The problem with things like Cakewalk (or the SATC-immortalized Bag, Borrow or Steal) is that they perpetuate the notion that Label is King. They suggest it’s better to have a designer dress for a day than to go unbranded, as if association with that label makes us more chic, more worthy. The garment itself ceases to have value outside of the name on the tag and the experience of being seen in it. And, at the same time, the more accessible so-called “luxury” goods become, the less we’ll ever need to think about what we wear or why. Discriminating style goes out the window in favour of passing whim and fad. (If you don’t have to keep it, why consider your choice?)
I’m not saying it’s bad to have great, designer clothes – but the easier it is to have something, the less we bother to consider its meaning.

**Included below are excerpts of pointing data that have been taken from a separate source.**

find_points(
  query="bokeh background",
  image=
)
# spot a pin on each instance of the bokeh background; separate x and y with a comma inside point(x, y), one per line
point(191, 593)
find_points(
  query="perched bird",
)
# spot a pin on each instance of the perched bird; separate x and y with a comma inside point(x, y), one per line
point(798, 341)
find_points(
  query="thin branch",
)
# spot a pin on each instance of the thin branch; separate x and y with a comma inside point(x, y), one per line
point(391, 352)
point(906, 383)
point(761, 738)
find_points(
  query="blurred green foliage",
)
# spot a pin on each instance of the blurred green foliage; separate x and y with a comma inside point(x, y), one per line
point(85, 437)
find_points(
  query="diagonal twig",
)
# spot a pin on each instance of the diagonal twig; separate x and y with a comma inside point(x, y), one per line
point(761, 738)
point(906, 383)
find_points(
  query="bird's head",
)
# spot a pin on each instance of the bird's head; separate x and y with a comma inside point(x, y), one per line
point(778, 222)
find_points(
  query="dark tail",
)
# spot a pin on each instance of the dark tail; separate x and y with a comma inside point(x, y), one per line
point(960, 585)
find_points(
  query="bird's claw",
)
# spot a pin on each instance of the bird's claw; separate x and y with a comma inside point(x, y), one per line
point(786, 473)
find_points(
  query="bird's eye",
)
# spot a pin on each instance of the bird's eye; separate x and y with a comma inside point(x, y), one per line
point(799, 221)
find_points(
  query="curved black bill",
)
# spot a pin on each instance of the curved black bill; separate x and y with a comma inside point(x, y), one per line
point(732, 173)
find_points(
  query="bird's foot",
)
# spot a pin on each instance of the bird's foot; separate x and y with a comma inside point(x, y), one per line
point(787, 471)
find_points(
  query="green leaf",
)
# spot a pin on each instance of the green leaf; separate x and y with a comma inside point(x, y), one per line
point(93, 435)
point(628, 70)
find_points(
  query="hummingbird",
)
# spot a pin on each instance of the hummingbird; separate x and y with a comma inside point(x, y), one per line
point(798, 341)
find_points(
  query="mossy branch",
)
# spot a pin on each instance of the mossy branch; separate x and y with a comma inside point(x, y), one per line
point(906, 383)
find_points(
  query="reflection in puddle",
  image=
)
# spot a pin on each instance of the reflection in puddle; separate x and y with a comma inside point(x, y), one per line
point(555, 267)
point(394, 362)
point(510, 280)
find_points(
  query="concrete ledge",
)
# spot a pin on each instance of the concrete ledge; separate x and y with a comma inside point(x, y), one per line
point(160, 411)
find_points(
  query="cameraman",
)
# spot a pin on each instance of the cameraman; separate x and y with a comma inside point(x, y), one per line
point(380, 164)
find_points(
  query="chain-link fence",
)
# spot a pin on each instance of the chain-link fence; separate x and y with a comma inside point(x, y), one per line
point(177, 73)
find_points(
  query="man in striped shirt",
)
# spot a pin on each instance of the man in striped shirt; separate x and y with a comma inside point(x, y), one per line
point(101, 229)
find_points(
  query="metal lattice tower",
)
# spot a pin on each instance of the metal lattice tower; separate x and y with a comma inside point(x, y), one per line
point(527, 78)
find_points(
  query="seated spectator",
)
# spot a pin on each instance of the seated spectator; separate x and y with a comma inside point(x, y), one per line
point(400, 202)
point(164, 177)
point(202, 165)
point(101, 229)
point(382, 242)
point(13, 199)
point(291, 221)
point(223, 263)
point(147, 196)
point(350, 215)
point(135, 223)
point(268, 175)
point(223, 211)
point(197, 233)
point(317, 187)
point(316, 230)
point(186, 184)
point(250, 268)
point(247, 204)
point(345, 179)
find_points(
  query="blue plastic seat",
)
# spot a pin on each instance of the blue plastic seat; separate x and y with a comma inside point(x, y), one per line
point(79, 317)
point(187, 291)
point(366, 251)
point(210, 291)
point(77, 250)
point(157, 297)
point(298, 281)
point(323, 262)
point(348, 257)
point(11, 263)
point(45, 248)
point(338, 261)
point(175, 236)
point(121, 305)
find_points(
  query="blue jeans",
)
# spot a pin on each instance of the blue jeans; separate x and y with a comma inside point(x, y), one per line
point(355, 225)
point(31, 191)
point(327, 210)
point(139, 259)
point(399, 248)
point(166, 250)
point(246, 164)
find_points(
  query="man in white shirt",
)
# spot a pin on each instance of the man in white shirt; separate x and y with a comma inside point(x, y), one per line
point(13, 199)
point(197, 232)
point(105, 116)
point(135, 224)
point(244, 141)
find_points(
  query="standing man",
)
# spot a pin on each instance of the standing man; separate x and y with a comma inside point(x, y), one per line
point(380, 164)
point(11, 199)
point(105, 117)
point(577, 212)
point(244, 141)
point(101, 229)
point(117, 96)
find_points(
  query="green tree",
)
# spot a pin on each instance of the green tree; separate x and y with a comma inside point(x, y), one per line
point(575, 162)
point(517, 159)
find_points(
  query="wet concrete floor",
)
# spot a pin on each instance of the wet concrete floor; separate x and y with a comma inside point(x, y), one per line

At WORN, we engage in a lot of discussion about the assigned value of clothing. From our perspective, that assignment is often personal or sentimental; we keep garments that we associate with people or events. Sometimes we love something because it’s remarkably made or fits us perfectly. Maybe a particular style will signify a shift in cultural taste, an era, or a unique and iconic talent – its representative, and we love that, too. But whatever our rating system, these values come attached to experience – and time. If we’re just renting the stuff we like best, what the hell is left in our closets?
And honestly, I’m just not sure I want to wake up after a great party and drop the dress I wore into some return slot like yesterday’s Blockbuster rental.